Oil futures: Crude retreat continues amid demand destruction concerns

30 Jun 2022

Quantum Commodity Intelligence - Crude oil futures Thursday showed further signs of weakness after the previous session's selloff, which came as the latest EIA data revealed a build in US refined product stocks.

September ICE Brent futures were trading at $109.25/barrel (2000 GMT), compared to Wednesday's settle of $112.45/b, while the Aug22 contract was valued at more than $5/b above Sep22 on sparse trade ahead of expiry.

At the same time, August NYMEX WTI was trading $105.92/b, versus Wednesday's settle of $109.78/b.

"The four-week moving average of gasoline supplied, the best gauge on demand, fell below 9 million bpd. This is about 600,000 bpd below typical season levels," noted ANZ commodity strategist Daniel Hynes.

Hynes further added the fall was likely due to high US pump prices, which reached an average of $5/gallon this month, although noted the potential demand contraction was at odds with traffic data, which shows a steady pick up in congestion across most major US cities.

After being delayed last week due to technical issues, the EIA showed a 13-million-barrel build in oil product stocks over the past two weeks to 765 million by 24 June, its highest since late January.

The stats revealed that US product stocks were finally building again over the past fortnight, giving some relief to product markets, as refiners ramped up while road fuel demand cooled as record retail prices hit consumers.

The data means that product stocks are now 51.5 million barrels below their 2015-2019 average, narrowing from a 63-million-barrel gap reached at the end of May.

Meanwhile, OPEC+ Thursday made no changes after already deciding at the last meeting to speed up production cuts and raise output by 648,000 bpd in July and August, up from earlier increases of 432,000 bpd.

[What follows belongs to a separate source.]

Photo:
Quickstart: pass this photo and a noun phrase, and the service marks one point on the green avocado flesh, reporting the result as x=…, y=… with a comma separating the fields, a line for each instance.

US President Joe Biden is scheduled to visit Saudi Arabia in July, prompting speculation that further production announcements from OPEC's largest producer could be delayed until then.

OPEC+ delegate talks in the coming weeks are likely to focus on spare capacity as the group continues to miss collective targets by over 2.5 million bpd, while reports emerged at this week's G7 gathering that both Saudi Arabia and the UAE are close to production capacity.

Talks on likely Russian output going forward and a potential price cap, which several Middle East producers oppose, are also being discussed between members.

Two core OPEC members, Libya and Ecuador, face major output problems due to domestic upheavals, leading to sharp drops in exports.